Mumbai, Aug 9:
A dip in the global sentiment led by geo-political tensions and the Reserves Bank of India’s decision to keep key interest rates unchanged weighed heavy on the Indian equities market in the week just ended.
Markets’ analysts said weakness in the global markets due to geopolitical tensions led to the fall.
“The US authorising targeted airstrikes on Iraq was the latest trigger. There already was growing unease over the crisis in Ukraine. Indian markets were not insulated from the sell-off in global markets as it signed off the week in the negative zone,” said Sanjeev Zarbade, vice president, private client group research, Kotak Securities.
“Capital goods, metals and realty stocks sold off. Going ahead, geopolitical tensions would continue to be in limelight, we believe. Investors are advised to utilize the opportunity to buy into quality stocks with strong management pedigree.”
The losses come after the RBI, in its third bi-monthly monetary policy review this fiscal, kept key rates unchanged.
The 30-share sensitive index (Sensex) of the Bombay Stock Exchange (BSE) fell 151.7 points over previous Friday’s close and ended trade at 25,329.14 points. The index had ended at 25,480.84 points on Aug 1.
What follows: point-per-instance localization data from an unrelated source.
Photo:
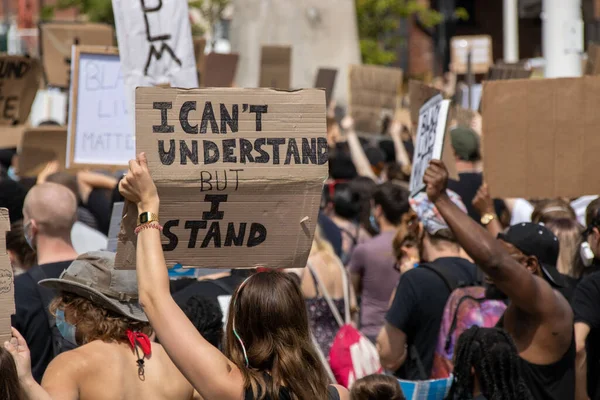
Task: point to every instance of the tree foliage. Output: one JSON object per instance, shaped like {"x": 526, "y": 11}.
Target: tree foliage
{"x": 378, "y": 23}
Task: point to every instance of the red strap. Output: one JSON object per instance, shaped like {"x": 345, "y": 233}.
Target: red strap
{"x": 140, "y": 339}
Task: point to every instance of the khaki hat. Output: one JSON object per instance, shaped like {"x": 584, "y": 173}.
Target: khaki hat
{"x": 93, "y": 276}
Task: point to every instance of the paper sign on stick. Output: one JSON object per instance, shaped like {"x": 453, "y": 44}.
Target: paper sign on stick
{"x": 326, "y": 79}
{"x": 220, "y": 70}
{"x": 155, "y": 44}
{"x": 7, "y": 296}
{"x": 374, "y": 93}
{"x": 100, "y": 132}
{"x": 480, "y": 47}
{"x": 541, "y": 137}
{"x": 19, "y": 82}
{"x": 56, "y": 41}
{"x": 276, "y": 67}
{"x": 239, "y": 173}
{"x": 39, "y": 147}
{"x": 430, "y": 139}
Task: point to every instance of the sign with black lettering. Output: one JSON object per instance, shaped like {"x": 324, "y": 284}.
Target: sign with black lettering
{"x": 100, "y": 131}
{"x": 239, "y": 173}
{"x": 56, "y": 40}
{"x": 431, "y": 132}
{"x": 155, "y": 43}
{"x": 19, "y": 83}
{"x": 7, "y": 296}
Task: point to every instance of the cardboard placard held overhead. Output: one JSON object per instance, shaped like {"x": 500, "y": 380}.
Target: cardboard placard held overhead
{"x": 220, "y": 70}
{"x": 374, "y": 94}
{"x": 19, "y": 82}
{"x": 100, "y": 132}
{"x": 326, "y": 80}
{"x": 431, "y": 132}
{"x": 419, "y": 94}
{"x": 39, "y": 147}
{"x": 155, "y": 45}
{"x": 541, "y": 137}
{"x": 276, "y": 67}
{"x": 239, "y": 173}
{"x": 480, "y": 47}
{"x": 56, "y": 41}
{"x": 7, "y": 296}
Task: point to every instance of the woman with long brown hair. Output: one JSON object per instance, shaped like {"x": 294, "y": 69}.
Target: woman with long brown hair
{"x": 268, "y": 350}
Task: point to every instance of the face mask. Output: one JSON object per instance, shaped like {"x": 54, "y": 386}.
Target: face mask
{"x": 66, "y": 330}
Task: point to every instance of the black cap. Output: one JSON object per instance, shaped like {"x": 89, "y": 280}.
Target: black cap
{"x": 537, "y": 240}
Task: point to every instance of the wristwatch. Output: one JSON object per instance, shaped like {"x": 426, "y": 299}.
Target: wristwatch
{"x": 146, "y": 217}
{"x": 487, "y": 218}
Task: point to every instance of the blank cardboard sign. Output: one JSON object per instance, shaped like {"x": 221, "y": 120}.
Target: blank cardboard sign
{"x": 239, "y": 173}
{"x": 541, "y": 137}
{"x": 276, "y": 67}
{"x": 374, "y": 93}
{"x": 7, "y": 297}
{"x": 19, "y": 82}
{"x": 41, "y": 146}
{"x": 57, "y": 39}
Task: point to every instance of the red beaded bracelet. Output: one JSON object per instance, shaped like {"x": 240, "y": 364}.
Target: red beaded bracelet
{"x": 148, "y": 225}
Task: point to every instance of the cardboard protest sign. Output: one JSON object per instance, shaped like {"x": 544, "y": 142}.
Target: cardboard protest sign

According to market watchers, the situation is expected to improve in the short term and gains are likely to be made.
“Markets have bottomed-out today and there is a bounce-back expected in the next session. All the positive factors remain high, there is a Modi wave, inflation is expected to be low and SLR cut is a positive move… all these will lead to a bounce-back in the market,” Kishor P. Ostwal, chairman and managing director, CNI Research, told IANS.
In the week under review, foreign institutional investors (FIIs) turned net buyers Friday to the tune of $60.58 million, or Rs.372.01 crore.
Domestic institutional investors (DIIs) which includes banks, development finance institutions (DFIs), insurance and mutual funds bought net stocks worth Rs.456.02 crore on Friday.
Week-wise, The S&P BSE sensitive index had plunged 259.87 points or 1.02 percent Friday (Aug 8) as metal, capital goods and bank stocks fell.
The markets had closed 76 points or 0.30 percent down in Thursday’s as information technology (IT) and technology, entertainment and media (TECK) stocks fell.
The markets plunged 242 points or 0.94 percent Wednesday on negative global cues and caution in banking stocks.
However, it made gains of about 185 points or 0.72 percent Tuesday after RBI, as expected, left key interest rates unchanged in its third bi-monthly monetary policy review for the 2014-15 fiscal.
For Monday, the Sensex closed 242 points upon hopes of interest rates cut in the third bi-monthly monetary review.
Major Sensex gainers on Friday were: Bharti Airtel, up 2.09 percent at Rs.373.70; DrReddys, up 0.89 percent at Rs.2,780.55; ITC, up 0.72 percent at Rs.348.45; Cipla, up 0.32 percent at Rs.436.50; and Tata Consultancy Service (TCS), up 0.23 percent at Rs.2,476.
The losers were: Sesa Sterlite, down 5.71 percent at Rs.268.50; Tata Power, down 3.79 percent at Rs.91.45; BHEL, down 3.74 percent at Rs.221.60; Tata Steel, down 3.22 percent at 537.55; and Gail India, down 2.85 percent at Rs.406.90.